NGINX и PHP FPM - общие проблемы с настройкой и производительностью при использовании open_basedir

Я хочу настроить сервер NGINX, на котором можно размещать несколько веб-сайтов, которые отделены друг от друга, поэтому vhosta не может получить доступ к файлам из vhostb,

Я установил свежий сервер Debian 7.5 и установил NGINX и PHP FPM из пакетов Debian по умолчанию.

Тогда я добавлю 2 новых пользователей vhosta а также vhostb и добавил пользователя веб-сервера NGINX www-data группе каждого пользователя.

Затем я создал следующую структуру каталогов.

   var/
    |---www/
    |---vhosta
         |---httpdocs (permissions 750 - owner: vhosta - group: vhosta)
    |---vhostb
         |---httpdocs (permissions 750 - owner: vhostb - group: vhostb)

Я настроил отдельный пул PHP FPM для каждого виртуального хоста, чтобы отделить процессы PHP для каждого виртуального хоста. Конфигурация выглядит следующим образом (просто показывает для vhosta)

[vhosta]
listen = /var/run/php5-fpm-vhosta.sock
user = vhosta
group = vhosta
listen.owner = vhosta
listen.group = vhosta

Насколько мне известно, эта конфигурация должна отделяться vhosta от доступа к файлам в vhostb's каталог httpdocs, так как vhosta не имеет прав доступа к папке httpdocs из vhosta, Я проверил это, пытаясь создать простой скрипт PHP в vhosta, который пытается получить доступ к файлам в vhostb's Каталог httpdocs.

Все идет нормально. Я установил приложение PHP (CMS) в vhosta и сделал некоторое тестирование производительности с ApacheBench.

Как правило, все работает более плавно и быстро, чем с Apache2, и я получу следующий результат.

Requests per second:    31.62 [#/sec] (mean)
Time per request:       316.209 [ms] (mean)
Time per request:       31.621 [ms] (mean, across all concurrent requests)
Transfer rate:          430.58 [Kbytes/sec] received

Хорошо, 31.62 запросов в секунду - это нормально для меня на данный момент.

Последнее, что я хочу доступ ограничить оба vhosta а также vhostb к подмножеству каталогов, поэтому они не имеют доступа к другим читаемым в мире системным файлам. Я делаю это с помощью директивы PHP open_basedir.
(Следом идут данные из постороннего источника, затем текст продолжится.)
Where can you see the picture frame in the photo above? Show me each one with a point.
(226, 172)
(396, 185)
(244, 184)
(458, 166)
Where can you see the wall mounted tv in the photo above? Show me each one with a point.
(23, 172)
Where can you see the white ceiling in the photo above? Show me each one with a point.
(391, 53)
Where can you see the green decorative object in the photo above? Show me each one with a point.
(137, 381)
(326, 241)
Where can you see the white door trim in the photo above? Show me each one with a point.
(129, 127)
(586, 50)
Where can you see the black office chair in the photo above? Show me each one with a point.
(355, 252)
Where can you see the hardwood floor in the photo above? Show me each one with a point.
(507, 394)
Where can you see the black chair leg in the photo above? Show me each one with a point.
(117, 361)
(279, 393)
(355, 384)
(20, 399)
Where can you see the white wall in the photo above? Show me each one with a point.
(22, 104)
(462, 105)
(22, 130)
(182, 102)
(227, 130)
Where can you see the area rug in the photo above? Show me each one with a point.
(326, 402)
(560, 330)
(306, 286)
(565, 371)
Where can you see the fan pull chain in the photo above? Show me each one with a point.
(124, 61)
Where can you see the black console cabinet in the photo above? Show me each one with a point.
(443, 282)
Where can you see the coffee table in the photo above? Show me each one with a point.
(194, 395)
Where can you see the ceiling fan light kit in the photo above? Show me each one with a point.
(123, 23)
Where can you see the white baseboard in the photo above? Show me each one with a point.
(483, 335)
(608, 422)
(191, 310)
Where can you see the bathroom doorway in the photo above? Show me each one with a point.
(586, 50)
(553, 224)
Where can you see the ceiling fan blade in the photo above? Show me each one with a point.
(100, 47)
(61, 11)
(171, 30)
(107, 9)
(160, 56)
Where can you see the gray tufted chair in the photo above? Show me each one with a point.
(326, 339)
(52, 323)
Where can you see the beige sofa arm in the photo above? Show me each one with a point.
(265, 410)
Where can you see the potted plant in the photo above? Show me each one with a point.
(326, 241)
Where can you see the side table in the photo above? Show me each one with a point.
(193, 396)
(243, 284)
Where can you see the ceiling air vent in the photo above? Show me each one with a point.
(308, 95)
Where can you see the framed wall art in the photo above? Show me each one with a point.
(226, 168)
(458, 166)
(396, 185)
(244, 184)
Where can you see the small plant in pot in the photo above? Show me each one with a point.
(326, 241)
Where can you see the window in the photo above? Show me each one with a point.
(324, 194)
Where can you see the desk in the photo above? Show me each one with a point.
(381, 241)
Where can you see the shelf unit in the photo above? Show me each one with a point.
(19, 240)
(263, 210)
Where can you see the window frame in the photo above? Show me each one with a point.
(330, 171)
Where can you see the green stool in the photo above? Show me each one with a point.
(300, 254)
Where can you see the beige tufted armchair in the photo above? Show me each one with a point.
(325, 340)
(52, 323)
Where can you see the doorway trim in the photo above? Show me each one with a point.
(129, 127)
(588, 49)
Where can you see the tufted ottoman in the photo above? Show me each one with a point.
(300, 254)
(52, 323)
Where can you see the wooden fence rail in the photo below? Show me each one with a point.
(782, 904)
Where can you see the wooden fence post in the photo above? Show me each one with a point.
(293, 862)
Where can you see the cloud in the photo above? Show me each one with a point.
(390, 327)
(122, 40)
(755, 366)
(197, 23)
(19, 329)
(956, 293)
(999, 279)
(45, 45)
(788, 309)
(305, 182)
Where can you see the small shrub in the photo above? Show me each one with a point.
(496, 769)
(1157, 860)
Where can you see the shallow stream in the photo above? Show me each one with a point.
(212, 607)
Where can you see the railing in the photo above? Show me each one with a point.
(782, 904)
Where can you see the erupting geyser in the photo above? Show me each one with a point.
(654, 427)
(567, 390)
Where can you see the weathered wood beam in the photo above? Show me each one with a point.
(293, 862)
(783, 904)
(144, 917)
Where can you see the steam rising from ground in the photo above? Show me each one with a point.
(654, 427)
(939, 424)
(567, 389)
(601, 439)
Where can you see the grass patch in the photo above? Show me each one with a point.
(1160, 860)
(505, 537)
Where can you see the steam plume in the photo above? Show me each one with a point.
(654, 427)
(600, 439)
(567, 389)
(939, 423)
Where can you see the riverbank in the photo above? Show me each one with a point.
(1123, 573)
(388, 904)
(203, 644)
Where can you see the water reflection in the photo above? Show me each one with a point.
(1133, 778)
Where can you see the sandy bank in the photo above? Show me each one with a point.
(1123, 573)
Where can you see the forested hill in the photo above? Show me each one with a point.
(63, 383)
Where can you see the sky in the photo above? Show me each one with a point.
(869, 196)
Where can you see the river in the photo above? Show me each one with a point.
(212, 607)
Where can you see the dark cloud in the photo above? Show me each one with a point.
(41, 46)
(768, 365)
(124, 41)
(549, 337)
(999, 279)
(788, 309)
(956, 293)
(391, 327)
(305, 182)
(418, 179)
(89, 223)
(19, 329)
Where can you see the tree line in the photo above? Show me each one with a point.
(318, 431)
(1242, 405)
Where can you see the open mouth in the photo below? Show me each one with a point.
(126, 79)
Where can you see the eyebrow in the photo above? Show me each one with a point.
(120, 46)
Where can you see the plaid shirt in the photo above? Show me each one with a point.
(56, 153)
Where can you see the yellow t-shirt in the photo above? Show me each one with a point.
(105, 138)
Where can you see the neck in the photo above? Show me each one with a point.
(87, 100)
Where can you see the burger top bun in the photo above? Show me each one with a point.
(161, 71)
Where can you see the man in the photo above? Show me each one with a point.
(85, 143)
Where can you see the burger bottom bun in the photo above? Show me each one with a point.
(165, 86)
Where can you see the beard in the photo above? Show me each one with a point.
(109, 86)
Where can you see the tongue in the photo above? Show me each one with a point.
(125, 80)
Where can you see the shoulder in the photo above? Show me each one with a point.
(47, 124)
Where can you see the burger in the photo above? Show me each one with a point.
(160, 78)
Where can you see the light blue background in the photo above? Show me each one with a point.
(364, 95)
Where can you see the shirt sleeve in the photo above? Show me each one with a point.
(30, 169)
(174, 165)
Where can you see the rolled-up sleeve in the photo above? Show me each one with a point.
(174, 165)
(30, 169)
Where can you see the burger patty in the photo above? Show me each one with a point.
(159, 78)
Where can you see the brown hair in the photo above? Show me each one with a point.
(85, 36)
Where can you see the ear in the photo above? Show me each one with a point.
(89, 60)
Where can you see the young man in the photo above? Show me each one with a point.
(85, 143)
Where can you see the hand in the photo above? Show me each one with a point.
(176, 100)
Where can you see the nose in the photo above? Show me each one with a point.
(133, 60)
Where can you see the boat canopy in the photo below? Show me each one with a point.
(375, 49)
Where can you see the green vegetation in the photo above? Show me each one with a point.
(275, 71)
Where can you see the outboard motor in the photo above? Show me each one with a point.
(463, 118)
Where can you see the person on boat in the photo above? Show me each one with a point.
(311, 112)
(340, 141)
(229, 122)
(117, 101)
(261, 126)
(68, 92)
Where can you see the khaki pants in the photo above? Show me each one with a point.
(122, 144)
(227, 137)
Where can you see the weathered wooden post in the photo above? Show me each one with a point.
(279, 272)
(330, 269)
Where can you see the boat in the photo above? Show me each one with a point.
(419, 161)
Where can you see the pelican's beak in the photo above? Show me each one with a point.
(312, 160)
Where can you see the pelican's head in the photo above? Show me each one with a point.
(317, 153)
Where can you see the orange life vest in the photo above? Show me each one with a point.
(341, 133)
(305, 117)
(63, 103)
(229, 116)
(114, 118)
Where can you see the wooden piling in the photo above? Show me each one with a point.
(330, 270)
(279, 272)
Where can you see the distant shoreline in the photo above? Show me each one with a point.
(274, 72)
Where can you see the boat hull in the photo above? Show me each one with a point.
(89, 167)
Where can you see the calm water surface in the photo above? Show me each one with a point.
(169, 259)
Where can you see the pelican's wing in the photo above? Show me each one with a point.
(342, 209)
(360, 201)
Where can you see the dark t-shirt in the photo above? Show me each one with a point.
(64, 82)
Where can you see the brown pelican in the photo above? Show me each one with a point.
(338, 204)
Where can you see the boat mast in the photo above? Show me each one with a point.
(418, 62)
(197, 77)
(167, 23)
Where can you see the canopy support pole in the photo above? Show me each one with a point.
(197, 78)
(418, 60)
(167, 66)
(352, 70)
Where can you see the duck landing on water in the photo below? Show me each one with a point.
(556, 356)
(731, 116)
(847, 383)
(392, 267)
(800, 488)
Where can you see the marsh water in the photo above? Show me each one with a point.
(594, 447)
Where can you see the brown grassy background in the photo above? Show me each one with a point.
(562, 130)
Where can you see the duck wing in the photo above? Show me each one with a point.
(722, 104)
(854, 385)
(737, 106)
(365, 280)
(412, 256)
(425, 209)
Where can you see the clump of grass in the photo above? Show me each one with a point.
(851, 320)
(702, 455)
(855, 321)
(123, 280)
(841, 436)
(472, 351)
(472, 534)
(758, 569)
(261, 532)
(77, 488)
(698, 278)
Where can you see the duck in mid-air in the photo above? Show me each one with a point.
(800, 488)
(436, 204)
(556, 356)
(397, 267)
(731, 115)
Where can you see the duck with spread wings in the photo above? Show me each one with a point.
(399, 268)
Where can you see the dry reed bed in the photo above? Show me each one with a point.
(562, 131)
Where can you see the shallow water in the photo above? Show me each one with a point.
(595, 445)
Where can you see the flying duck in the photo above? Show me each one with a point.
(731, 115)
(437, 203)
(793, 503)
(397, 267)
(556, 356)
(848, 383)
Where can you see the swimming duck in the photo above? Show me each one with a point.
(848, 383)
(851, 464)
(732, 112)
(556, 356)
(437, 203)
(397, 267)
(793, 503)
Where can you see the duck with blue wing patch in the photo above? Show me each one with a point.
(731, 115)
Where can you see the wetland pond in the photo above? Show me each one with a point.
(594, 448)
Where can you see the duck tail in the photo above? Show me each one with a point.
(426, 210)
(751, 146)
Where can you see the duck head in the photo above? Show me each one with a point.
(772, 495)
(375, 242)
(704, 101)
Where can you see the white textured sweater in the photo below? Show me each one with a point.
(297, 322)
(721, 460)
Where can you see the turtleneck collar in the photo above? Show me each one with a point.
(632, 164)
Я добавил следующее для каждого пула PHP FPM виртуальных хостов (просто показывает vhosta)

php_admin_value[open_basedir] = /var/www/vhosta/httpdocs/:/tmp/

При этом vhosts не должен иметь доступа, например, к /etc/passwd. Я создал простой PHP-скрипт, который проверяет, что vhosts не может получить доступ к файлам снаружи из настроенных каталогов.

Наконец, я повторил тест производительности и в итоге получил следующий результат.

Requests per second:    11.82 [#/sec] (mean)
Time per request:       8460.087 [ms] (mean)
Time per request:       84.601 [ms] (mean, across all concurrent requests)
Transfer rate:          161.18 [Kbytes/sec] received

Похоже, что добавление директивы open_basedir в пул PHP FPM приводит к значительному снижению производительности. Время доступа и количество запросов в секунду теперь довольно схожи по сравнению с настройкой, использующей Apache2 с mod_php.

Мои вопросы следующие:

1. Может ли созданная мной установка считаться "безопасной", чтобы отдельные vhosts не могли получить доступ друг к другу? Если нет, то что лучше делать, и чего мне не хватает?

2. Почему производительность сильно падает, когда я использую open_basedir? Или это сохранить, чтобы не использовать open_basedir, так как такие файлы, как / etc / passwd, в любом случае, доступны для чтения всему миру?